Juehua ChengJia LiuYuchi ZhuJingjing YangYanlin GengYuan Fan^*

• Affiliated Stomatological Hospital, Nanjing Medical University, Nanjing, Jiangsu Province, China

Objectives：Oral lichen planus (OLP) is a chronic inflammatory mucosal disease with an incompletely understood pathogenesis. This study aimed to investigate the role of disease-specific fibroblasts in OLP.Methods: We performed single-cell RNA sequencing on buccal mucosa of 4 OLP patients and one healthy control. Additionally, mRNA expression and immunofluorescence staining were analyzed in primary fibroblasts from 51 OLP patients and 24 healthy individuals. The spatial cellular interactions were assessed using multiplex immunofluorescences in OLP tissues.Results: Using single-cell RNA sequencing, we identified SFRP2+ fibroblasts as the origin of inflammatory fibroblasts in OLP. A subset of SFRP2+ fibroblasts specifically expressed Wnt5a and was implicated in antigen processing and presentation pathway in OLP. Furthermore, SFRP2+Wnt5a+ fibroblasts amplified and maintained the local immune inflammation by interacting with CD8+ T cells and epithelial cells.
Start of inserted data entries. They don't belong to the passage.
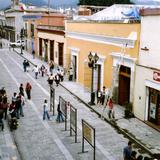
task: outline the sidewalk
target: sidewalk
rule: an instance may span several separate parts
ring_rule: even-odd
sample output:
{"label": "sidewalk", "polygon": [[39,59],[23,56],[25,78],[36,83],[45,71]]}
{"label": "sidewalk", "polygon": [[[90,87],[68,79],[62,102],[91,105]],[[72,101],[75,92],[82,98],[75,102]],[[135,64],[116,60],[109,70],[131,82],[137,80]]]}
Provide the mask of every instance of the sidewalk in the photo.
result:
{"label": "sidewalk", "polygon": [[[19,49],[15,49],[15,51],[18,54],[20,53]],[[40,66],[43,63],[46,67],[48,67],[48,64],[46,62],[42,62],[38,58],[33,59],[32,55],[30,53],[27,53],[26,51],[23,51],[23,55],[21,56],[23,56],[33,64]],[[101,115],[103,108],[98,106],[90,106],[88,104],[90,100],[90,93],[83,86],[76,82],[68,81],[62,82],[61,85],[71,94],[76,96],[92,111],[96,112],[99,116]],[[160,133],[157,130],[146,125],[142,121],[138,120],[137,118],[125,119],[123,117],[124,108],[116,104],[114,106],[116,122],[110,121],[108,119],[107,110],[104,113],[104,120],[118,129],[125,136],[141,145],[149,153],[160,153]]]}

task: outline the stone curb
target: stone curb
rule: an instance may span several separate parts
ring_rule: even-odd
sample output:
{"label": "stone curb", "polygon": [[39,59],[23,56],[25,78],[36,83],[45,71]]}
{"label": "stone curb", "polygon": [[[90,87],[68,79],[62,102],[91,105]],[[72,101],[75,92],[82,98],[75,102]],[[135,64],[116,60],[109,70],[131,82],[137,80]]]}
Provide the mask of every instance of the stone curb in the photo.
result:
{"label": "stone curb", "polygon": [[[24,57],[22,54],[20,54],[18,51],[13,50],[14,52],[16,52],[18,55],[20,55],[21,57],[23,57],[24,59],[28,60],[26,57]],[[35,64],[33,62],[31,62],[30,60],[28,60],[33,66],[35,66]],[[81,98],[79,98],[76,94],[74,94],[73,92],[71,92],[68,88],[66,88],[63,84],[60,83],[60,85],[66,89],[69,93],[71,93],[72,95],[74,95],[79,101],[81,101],[84,105],[86,105],[89,109],[91,109],[93,112],[95,112],[99,117],[101,117],[101,114],[96,111],[94,108],[92,108],[88,103],[86,103],[84,100],[82,100]],[[140,143],[139,140],[135,139],[135,137],[133,137],[131,134],[127,133],[124,129],[122,129],[121,127],[119,127],[117,125],[116,122],[114,121],[110,121],[109,119],[107,119],[106,117],[104,117],[104,121],[106,121],[107,123],[109,123],[111,126],[113,126],[117,131],[119,131],[120,133],[122,133],[123,135],[125,135],[128,139],[132,140],[134,143],[138,144],[143,150],[145,150],[149,155],[151,155],[153,157],[153,154],[149,148],[147,148],[144,144]]]}

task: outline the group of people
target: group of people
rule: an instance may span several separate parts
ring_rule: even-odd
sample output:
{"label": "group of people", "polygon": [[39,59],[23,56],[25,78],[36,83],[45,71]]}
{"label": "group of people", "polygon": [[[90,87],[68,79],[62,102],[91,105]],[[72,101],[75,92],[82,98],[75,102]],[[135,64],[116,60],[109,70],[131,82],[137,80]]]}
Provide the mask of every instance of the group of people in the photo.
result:
{"label": "group of people", "polygon": [[29,71],[29,67],[30,67],[29,61],[28,60],[24,60],[23,61],[24,72],[28,72]]}
{"label": "group of people", "polygon": [[112,100],[112,97],[110,96],[109,89],[106,89],[105,86],[103,86],[102,91],[100,90],[97,91],[97,105],[103,106],[103,110],[101,114],[102,118],[105,110],[108,109],[108,118],[115,119],[113,100]]}
{"label": "group of people", "polygon": [[53,75],[53,73],[49,75],[48,83],[52,85],[53,81],[55,81],[56,86],[58,86],[60,82],[63,82],[63,79],[64,79],[64,70],[58,67],[55,75]]}
{"label": "group of people", "polygon": [[2,130],[4,129],[3,119],[5,120],[7,119],[8,112],[11,118],[16,117],[17,119],[19,119],[20,116],[24,117],[24,112],[23,112],[23,106],[25,105],[24,92],[26,92],[27,98],[31,99],[31,89],[32,86],[29,82],[26,83],[25,89],[23,84],[20,84],[19,92],[13,93],[11,103],[8,102],[5,88],[3,87],[0,90],[0,125],[2,126]]}
{"label": "group of people", "polygon": [[128,145],[123,149],[123,158],[124,160],[150,160],[149,157],[143,157],[142,155],[137,156],[137,152],[132,150],[133,143],[128,142]]}
{"label": "group of people", "polygon": [[[70,102],[66,103],[66,107],[67,107],[67,120],[70,119]],[[48,120],[51,120],[50,115],[49,115],[49,105],[47,102],[47,99],[44,100],[44,104],[43,104],[43,120],[46,119],[46,117],[48,118]],[[57,106],[57,118],[56,118],[57,122],[64,122],[64,117],[61,111],[61,106],[60,104],[58,104]]]}

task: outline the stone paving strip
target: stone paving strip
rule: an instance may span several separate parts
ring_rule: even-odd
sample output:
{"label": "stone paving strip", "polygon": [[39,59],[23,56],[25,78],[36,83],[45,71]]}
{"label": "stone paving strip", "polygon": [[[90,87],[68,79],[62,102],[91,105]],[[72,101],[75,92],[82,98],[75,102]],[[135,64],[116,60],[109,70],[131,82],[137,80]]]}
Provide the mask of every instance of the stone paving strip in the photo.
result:
{"label": "stone paving strip", "polygon": [[[12,59],[13,60],[13,59]],[[17,85],[17,88],[19,87],[19,84],[21,83],[21,82],[18,82],[17,81],[17,79],[15,78],[15,76],[10,72],[10,70],[9,70],[9,68],[5,65],[5,63],[0,59],[0,61],[1,61],[1,63],[3,64],[3,66],[4,66],[4,68],[6,69],[6,71],[8,72],[8,74],[9,74],[9,76],[11,77],[11,79],[15,82],[15,84]],[[18,63],[17,63],[17,65],[18,65]],[[35,118],[39,118],[38,120],[35,120],[35,121],[38,121],[38,122],[41,122],[39,125],[41,125],[41,124],[43,124],[44,125],[44,127],[45,128],[42,128],[41,130],[39,130],[41,133],[40,134],[42,134],[43,132],[46,132],[46,129],[47,129],[47,132],[48,133],[50,133],[51,135],[50,135],[50,137],[51,138],[53,138],[53,140],[55,141],[55,143],[56,143],[56,145],[58,146],[58,148],[60,149],[60,151],[63,153],[63,155],[64,155],[64,157],[67,159],[67,160],[72,160],[73,158],[72,158],[72,155],[68,152],[68,150],[66,149],[66,147],[63,145],[63,143],[61,142],[61,140],[58,138],[58,136],[56,135],[56,133],[52,130],[52,131],[48,131],[48,130],[50,130],[50,127],[49,127],[49,125],[48,125],[48,123],[46,123],[46,122],[43,122],[43,120],[42,120],[42,117],[41,117],[41,115],[40,115],[40,113],[39,113],[39,111],[36,109],[36,107],[35,107],[35,105],[33,104],[33,102],[30,102],[30,106],[32,106],[32,108],[34,109],[34,111],[36,112],[36,115],[34,115],[34,117]],[[30,113],[30,112],[32,112],[32,110],[31,110],[31,108],[28,110],[28,112],[27,113]],[[30,119],[29,119],[30,120]],[[29,129],[33,129],[33,132],[31,132],[31,133],[35,133],[34,131],[34,126],[35,125],[33,125],[33,126],[31,126]],[[26,127],[26,126],[24,126],[24,127]],[[17,141],[18,141],[18,139],[20,139],[20,137],[21,137],[21,133],[23,133],[23,130],[21,131],[21,132],[19,132],[20,133],[20,135],[19,136],[17,136]],[[28,134],[27,134],[27,136],[28,136]],[[33,136],[33,135],[32,135]],[[47,137],[48,137],[48,135],[46,135]],[[36,140],[36,141],[38,141],[38,140],[40,140],[40,139],[36,139],[36,137],[37,136],[35,136],[34,137],[34,139],[32,139],[32,140]],[[45,137],[45,136],[44,136]],[[46,137],[46,138],[47,138]],[[24,137],[23,137],[24,138]],[[31,141],[31,142],[33,142],[33,141]],[[30,143],[31,143],[30,142]],[[50,141],[49,141],[50,142]],[[35,143],[36,144],[36,143]],[[32,145],[32,144],[30,144],[30,145]],[[42,144],[43,145],[43,144]],[[53,145],[53,144],[52,144]],[[22,144],[20,145],[20,147],[21,146],[23,146],[23,147],[25,147],[24,146],[24,144],[23,144],[23,141],[22,141]],[[46,146],[46,144],[45,144],[45,146]],[[32,147],[31,147],[32,148]],[[55,148],[54,146],[53,146],[53,148]],[[35,149],[36,149],[36,147],[35,147]],[[50,148],[51,149],[51,148]],[[29,150],[29,148],[28,148],[28,150]],[[52,149],[51,149],[52,150]],[[58,152],[58,151],[57,151]],[[61,152],[59,152],[59,155],[62,155],[61,154]],[[25,152],[25,153],[27,153],[27,152]],[[27,154],[25,154],[25,153],[23,153],[23,156],[25,156],[26,158],[25,159],[31,159],[31,155],[28,155],[28,153]],[[29,152],[30,153],[30,152]],[[50,153],[52,153],[52,152],[50,152]],[[33,154],[34,155],[34,154]],[[37,155],[38,156],[38,155]],[[50,155],[51,156],[51,155]],[[53,157],[54,158],[54,157]]]}
{"label": "stone paving strip", "polygon": [[[103,138],[104,139],[104,138]],[[110,138],[109,138],[110,139]],[[113,139],[113,137],[112,137],[112,139]],[[125,144],[124,144],[125,145]],[[123,145],[123,146],[124,146]],[[120,148],[120,153],[122,152],[122,148],[123,148],[123,146],[121,146],[121,148]],[[122,154],[122,153],[121,153]]]}
{"label": "stone paving strip", "polygon": [[[18,135],[18,136],[16,136],[17,141],[20,141],[21,136],[22,136],[22,138],[24,138],[24,137],[27,138],[28,134],[30,136],[32,136],[34,131],[39,131],[40,135],[37,134],[37,136],[41,138],[41,137],[43,137],[43,134],[41,134],[41,130],[42,130],[42,133],[45,132],[46,130],[49,130],[50,132],[52,132],[52,130],[53,130],[55,132],[55,134],[58,135],[60,141],[67,148],[69,153],[74,157],[74,159],[88,159],[88,158],[90,159],[92,157],[92,155],[91,155],[92,149],[90,149],[89,145],[86,145],[86,148],[89,149],[89,152],[87,154],[83,154],[83,155],[77,154],[77,152],[81,150],[81,144],[70,144],[71,142],[69,140],[71,140],[71,137],[69,137],[69,138],[67,137],[67,135],[69,135],[69,134],[61,131],[62,126],[64,124],[57,124],[54,121],[55,117],[53,119],[54,122],[48,122],[48,123],[45,122],[45,124],[47,124],[46,127],[48,126],[48,127],[51,127],[52,129],[44,129],[45,127],[44,127],[44,125],[42,125],[43,121],[41,120],[42,119],[43,97],[47,97],[47,99],[49,99],[48,85],[46,83],[46,79],[41,78],[41,79],[38,79],[36,81],[33,78],[33,73],[27,73],[27,74],[25,73],[24,74],[22,72],[22,58],[17,57],[15,54],[14,55],[12,55],[12,54],[7,55],[6,54],[5,56],[6,56],[5,59],[8,59],[9,56],[11,56],[10,61],[12,61],[12,63],[14,65],[18,66],[18,69],[16,70],[16,73],[18,72],[18,74],[14,75],[14,77],[16,77],[15,79],[20,80],[20,78],[21,78],[25,82],[28,80],[28,81],[31,81],[32,85],[33,85],[33,98],[32,98],[33,103],[29,102],[29,106],[31,106],[32,109],[26,108],[25,109],[25,113],[26,113],[25,118],[20,119],[20,121],[22,122],[22,125],[20,125],[20,126],[22,126],[22,128],[20,127],[15,132],[15,134]],[[14,59],[12,58],[12,56],[14,56]],[[16,68],[16,66],[15,66],[15,68]],[[21,68],[21,70],[19,70],[19,68]],[[11,68],[10,70],[14,70],[14,69]],[[21,80],[20,83],[23,82],[23,81]],[[19,83],[18,83],[18,85],[19,85]],[[35,95],[34,93],[39,93],[40,95],[37,95],[37,94]],[[68,94],[68,92],[66,90],[64,90],[62,87],[57,87],[56,88],[56,94],[57,94],[56,95],[57,98],[58,98],[58,95],[61,95],[61,96],[65,97],[67,100],[70,100],[71,102],[73,102],[73,105],[78,108],[78,115],[79,115],[78,116],[78,127],[79,127],[78,135],[81,134],[81,119],[82,118],[85,118],[94,127],[96,127],[96,131],[97,131],[96,132],[96,137],[97,137],[97,141],[96,141],[97,151],[96,151],[96,154],[97,154],[98,159],[99,158],[110,159],[111,157],[113,159],[121,159],[122,158],[122,149],[127,143],[127,139],[124,138],[123,135],[118,134],[110,125],[106,124],[104,121],[101,121],[95,113],[90,112],[88,110],[88,108],[86,108],[85,105],[83,105],[77,99],[75,99],[73,97],[73,95]],[[27,102],[27,105],[28,105],[28,102]],[[30,115],[32,115],[32,116],[30,116]],[[30,127],[27,127],[29,130],[27,130],[27,128],[25,128],[25,124],[27,123],[26,120],[28,120],[27,117],[30,117],[29,120],[31,121],[31,124],[33,123],[33,126],[31,125]],[[28,125],[30,124],[29,122],[27,123]],[[37,123],[34,123],[34,122],[37,122]],[[25,132],[23,133],[23,130],[26,132],[26,135],[23,135],[25,133]],[[27,134],[27,132],[29,132],[29,133]],[[48,133],[48,131],[46,131],[46,132]],[[23,133],[23,134],[21,134],[21,133]],[[45,133],[44,133],[44,135],[45,135]],[[50,146],[49,148],[52,148],[52,150],[53,150],[53,147],[52,147],[52,141],[53,140],[51,138],[52,135],[50,135],[50,136],[49,135],[47,134],[46,141],[47,141],[47,143],[49,143],[49,142],[51,143],[51,144],[49,144],[49,146]],[[50,138],[48,138],[48,136]],[[33,142],[34,142],[35,138],[36,138],[36,136],[33,136],[33,139],[32,139]],[[79,139],[81,139],[81,136],[79,136]],[[26,139],[25,142],[26,143],[31,143],[31,142],[27,142],[27,141],[29,141],[29,139],[28,140]],[[43,142],[45,142],[45,140]],[[73,142],[73,139],[72,139],[72,142]],[[32,153],[33,149],[30,149],[30,151],[33,155],[32,157],[39,156],[38,154],[40,153],[40,151],[42,151],[42,148],[40,147],[40,144],[38,144],[38,143],[40,143],[40,142],[35,141],[33,143],[33,144],[35,144],[35,146],[33,145],[33,149],[34,149],[34,147],[37,147],[39,152],[33,151],[33,153]],[[22,144],[23,144],[23,140],[21,141],[20,147],[22,146]],[[46,151],[46,145],[47,144],[43,144],[43,145],[45,145],[44,150]],[[28,148],[32,148],[32,143],[30,145],[26,144],[26,146],[28,146]],[[75,150],[75,148],[77,148],[77,150]],[[25,150],[25,147],[24,147],[24,150]],[[25,150],[25,151],[27,152],[27,150]],[[48,153],[46,153],[46,154],[48,156],[52,155],[52,154],[56,155],[56,152],[52,153],[52,151],[49,150]],[[58,153],[58,155],[59,155],[59,153]],[[62,154],[60,153],[60,155],[62,155]],[[36,158],[33,158],[33,159],[36,159]]]}
{"label": "stone paving strip", "polygon": [[[12,59],[12,61],[21,68],[21,66],[20,66],[15,60]],[[28,74],[28,76],[29,76],[33,81],[35,81],[35,79],[34,79],[33,77],[31,77],[29,74]],[[15,78],[13,78],[13,79],[15,79]],[[47,96],[49,95],[49,93],[47,93],[46,91],[44,91],[44,89],[43,89],[42,87],[40,87],[40,85],[39,85],[37,82],[36,82],[36,85],[38,85],[38,87],[41,88],[42,91],[43,91]],[[97,143],[97,144],[98,144],[98,143]],[[101,148],[101,150],[103,151],[103,153],[105,154],[105,156],[107,156],[106,158],[109,158],[109,159],[112,160],[111,156],[109,156],[109,153],[107,154],[107,152],[104,151],[103,147],[102,147],[100,144],[98,144],[97,146],[98,146],[99,148]]]}

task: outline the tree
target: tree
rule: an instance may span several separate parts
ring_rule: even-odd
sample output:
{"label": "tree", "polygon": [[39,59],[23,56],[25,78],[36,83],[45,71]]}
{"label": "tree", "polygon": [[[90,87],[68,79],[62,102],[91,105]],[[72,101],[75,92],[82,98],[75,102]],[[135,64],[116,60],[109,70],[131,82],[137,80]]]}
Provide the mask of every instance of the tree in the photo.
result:
{"label": "tree", "polygon": [[130,0],[79,0],[79,5],[111,6],[113,4],[132,4]]}

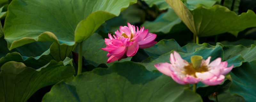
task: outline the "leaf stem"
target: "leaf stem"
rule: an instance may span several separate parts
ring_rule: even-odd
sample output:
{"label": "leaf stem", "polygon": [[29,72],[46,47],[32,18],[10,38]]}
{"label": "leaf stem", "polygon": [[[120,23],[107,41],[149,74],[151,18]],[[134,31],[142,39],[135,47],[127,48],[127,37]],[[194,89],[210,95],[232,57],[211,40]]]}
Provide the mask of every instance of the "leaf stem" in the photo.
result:
{"label": "leaf stem", "polygon": [[81,74],[82,71],[82,65],[83,65],[83,42],[79,43],[79,51],[78,55],[78,69],[77,70],[77,75]]}
{"label": "leaf stem", "polygon": [[217,95],[215,95],[215,101],[216,102],[218,102],[218,97],[217,97]]}
{"label": "leaf stem", "polygon": [[194,84],[193,85],[193,92],[196,93],[196,84]]}

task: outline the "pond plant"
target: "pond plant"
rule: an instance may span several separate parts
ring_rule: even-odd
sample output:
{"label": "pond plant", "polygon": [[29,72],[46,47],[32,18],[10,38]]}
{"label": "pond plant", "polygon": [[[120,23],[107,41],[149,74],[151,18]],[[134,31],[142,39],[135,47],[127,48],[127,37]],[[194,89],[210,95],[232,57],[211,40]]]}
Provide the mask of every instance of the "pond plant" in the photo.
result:
{"label": "pond plant", "polygon": [[1,0],[0,101],[254,101],[255,5]]}

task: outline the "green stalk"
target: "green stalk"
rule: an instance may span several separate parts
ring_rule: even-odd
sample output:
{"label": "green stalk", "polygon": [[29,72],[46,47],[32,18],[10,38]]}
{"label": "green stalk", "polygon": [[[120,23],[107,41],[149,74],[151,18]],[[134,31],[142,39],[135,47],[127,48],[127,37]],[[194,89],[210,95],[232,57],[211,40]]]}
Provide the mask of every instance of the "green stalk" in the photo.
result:
{"label": "green stalk", "polygon": [[217,95],[215,95],[215,101],[216,102],[218,102],[218,97],[217,97]]}
{"label": "green stalk", "polygon": [[196,84],[194,84],[193,85],[193,92],[196,93]]}
{"label": "green stalk", "polygon": [[79,43],[79,51],[78,55],[78,69],[77,70],[77,75],[81,74],[82,72],[82,65],[83,60],[82,57],[82,52],[83,51],[83,42]]}

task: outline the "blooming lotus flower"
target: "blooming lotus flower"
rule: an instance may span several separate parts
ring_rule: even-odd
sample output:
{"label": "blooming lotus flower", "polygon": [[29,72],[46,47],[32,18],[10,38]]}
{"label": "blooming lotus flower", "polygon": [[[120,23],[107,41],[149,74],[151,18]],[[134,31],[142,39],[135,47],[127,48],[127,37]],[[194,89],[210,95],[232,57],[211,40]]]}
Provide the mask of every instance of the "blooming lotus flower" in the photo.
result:
{"label": "blooming lotus flower", "polygon": [[188,63],[183,59],[179,53],[173,51],[173,54],[171,54],[171,64],[165,62],[154,66],[159,71],[172,77],[174,81],[181,84],[195,84],[201,81],[206,85],[215,85],[223,81],[224,75],[231,71],[233,65],[227,67],[228,62],[221,62],[220,58],[210,63],[211,58],[210,56],[204,60],[200,56],[192,56],[192,63]]}
{"label": "blooming lotus flower", "polygon": [[106,47],[101,49],[108,52],[107,63],[133,56],[139,48],[148,48],[157,42],[154,41],[156,35],[149,33],[148,29],[144,30],[144,27],[139,31],[138,26],[136,30],[134,26],[127,24],[128,27],[120,26],[120,31],[115,32],[114,38],[109,33],[109,39],[105,39]]}

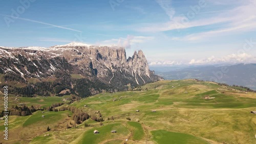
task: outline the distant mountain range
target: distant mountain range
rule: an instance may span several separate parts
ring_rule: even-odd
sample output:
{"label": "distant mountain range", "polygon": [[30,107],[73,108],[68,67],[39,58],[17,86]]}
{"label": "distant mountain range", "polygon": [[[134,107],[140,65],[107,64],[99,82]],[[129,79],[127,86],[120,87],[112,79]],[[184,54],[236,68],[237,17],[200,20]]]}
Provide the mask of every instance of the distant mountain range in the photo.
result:
{"label": "distant mountain range", "polygon": [[256,90],[256,64],[152,67],[151,69],[167,80],[198,79],[241,85]]}
{"label": "distant mountain range", "polygon": [[163,80],[150,70],[142,51],[126,58],[124,48],[117,46],[0,46],[0,84],[24,96],[65,90],[84,97]]}

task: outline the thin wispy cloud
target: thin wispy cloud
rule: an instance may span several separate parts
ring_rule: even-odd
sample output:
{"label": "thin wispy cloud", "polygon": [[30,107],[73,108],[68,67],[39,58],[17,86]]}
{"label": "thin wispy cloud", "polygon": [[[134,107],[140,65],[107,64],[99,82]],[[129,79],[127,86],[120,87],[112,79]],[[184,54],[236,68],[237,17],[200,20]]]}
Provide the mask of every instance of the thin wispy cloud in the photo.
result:
{"label": "thin wispy cloud", "polygon": [[[68,27],[68,26],[76,26],[77,25],[63,25],[63,26],[59,26],[60,27]],[[56,27],[41,27],[41,28],[38,28],[38,29],[46,29],[46,28],[56,28]]]}
{"label": "thin wispy cloud", "polygon": [[131,9],[135,10],[135,11],[137,11],[142,14],[145,14],[146,13],[145,12],[145,10],[144,10],[144,9],[143,9],[140,7],[131,7],[131,6],[126,6],[125,7],[129,8],[129,9]]}
{"label": "thin wispy cloud", "polygon": [[[5,14],[0,14],[0,15],[4,16],[8,16],[9,17],[12,17],[12,18],[13,17],[12,16],[5,15]],[[82,32],[82,31],[76,30],[75,29],[66,28],[66,27],[61,27],[60,26],[57,26],[57,25],[52,25],[52,24],[44,22],[42,21],[37,21],[37,20],[28,19],[28,18],[21,18],[21,17],[14,17],[14,19],[18,19],[23,20],[25,20],[25,21],[30,21],[30,22],[35,22],[35,23],[40,23],[40,24],[45,25],[51,26],[55,27],[55,28],[60,28],[60,29],[66,29],[66,30],[71,30],[71,31],[73,31],[80,32],[80,33]]]}
{"label": "thin wispy cloud", "polygon": [[172,0],[156,0],[156,1],[172,19],[175,14],[175,10],[172,5]]}
{"label": "thin wispy cloud", "polygon": [[113,38],[97,42],[97,45],[117,45],[130,49],[132,45],[146,42],[154,39],[154,37],[127,35],[126,38]]}
{"label": "thin wispy cloud", "polygon": [[71,42],[73,41],[69,40],[66,39],[59,39],[59,38],[43,38],[39,39],[41,41],[51,41],[51,42]]}

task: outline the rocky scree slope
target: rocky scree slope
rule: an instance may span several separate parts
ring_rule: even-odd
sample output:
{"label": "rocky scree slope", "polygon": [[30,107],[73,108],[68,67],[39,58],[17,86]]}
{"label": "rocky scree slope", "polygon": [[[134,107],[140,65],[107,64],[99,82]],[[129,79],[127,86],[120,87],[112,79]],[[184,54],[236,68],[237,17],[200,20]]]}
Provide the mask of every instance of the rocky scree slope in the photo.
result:
{"label": "rocky scree slope", "polygon": [[[123,47],[76,42],[47,48],[0,46],[0,74],[5,74],[1,84],[11,83],[9,82],[12,81],[26,84],[21,88],[11,86],[12,92],[23,92],[21,94],[25,96],[27,91],[31,93],[27,96],[40,94],[36,92],[36,84],[39,87],[43,83],[42,80],[49,78],[56,79],[48,84],[51,87],[46,93],[42,92],[43,95],[57,94],[69,89],[71,93],[83,97],[105,90],[127,90],[128,85],[132,88],[163,80],[149,69],[140,50],[127,58]],[[83,78],[72,79],[72,74],[80,75]],[[30,83],[28,79],[31,78],[38,79],[40,82]],[[82,89],[87,91],[82,92]]]}

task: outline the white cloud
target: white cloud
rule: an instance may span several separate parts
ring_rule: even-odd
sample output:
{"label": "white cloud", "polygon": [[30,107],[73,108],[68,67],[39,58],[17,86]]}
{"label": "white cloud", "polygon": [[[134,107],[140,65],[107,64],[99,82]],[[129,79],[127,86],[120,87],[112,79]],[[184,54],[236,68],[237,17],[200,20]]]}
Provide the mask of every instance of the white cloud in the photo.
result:
{"label": "white cloud", "polygon": [[192,59],[188,63],[189,64],[211,64],[217,63],[253,63],[256,62],[256,57],[247,54],[231,54],[225,57],[216,58],[212,56],[209,58],[202,59]]}
{"label": "white cloud", "polygon": [[182,64],[182,62],[178,62],[175,61],[151,61],[148,63],[148,65],[151,66],[171,66],[181,64]]}

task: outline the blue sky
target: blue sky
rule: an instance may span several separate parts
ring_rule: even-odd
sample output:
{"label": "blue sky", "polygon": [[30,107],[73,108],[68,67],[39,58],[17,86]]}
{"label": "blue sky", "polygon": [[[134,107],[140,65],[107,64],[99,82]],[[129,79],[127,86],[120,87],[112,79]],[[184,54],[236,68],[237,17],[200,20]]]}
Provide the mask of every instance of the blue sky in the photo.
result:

Compared to the healthy control group, upregulated expressions of pro-inflammatory molecules (CXCL12, CXCL14) and antigen presenting associated molecules (HLA-A, HLA-B, HLA-C and ERAP2) were displayed in OLP group at mRNA level. Colocalization of SFRP2 and Wnt5a was displayed in the primary cultured fibroblasts of OLP in vitro. Besides, SFRP2+ Wnt5a+ fibroblasts were located around CD8+ T cells in the superficial layer of the lymphocyte infiltration zone. Conclusions: Our findings reveal the heterogeneity and pathogenic mechanisms of fibroblasts in OLP, providing new insights into the cellular drivers of chronic inflammation in OLP.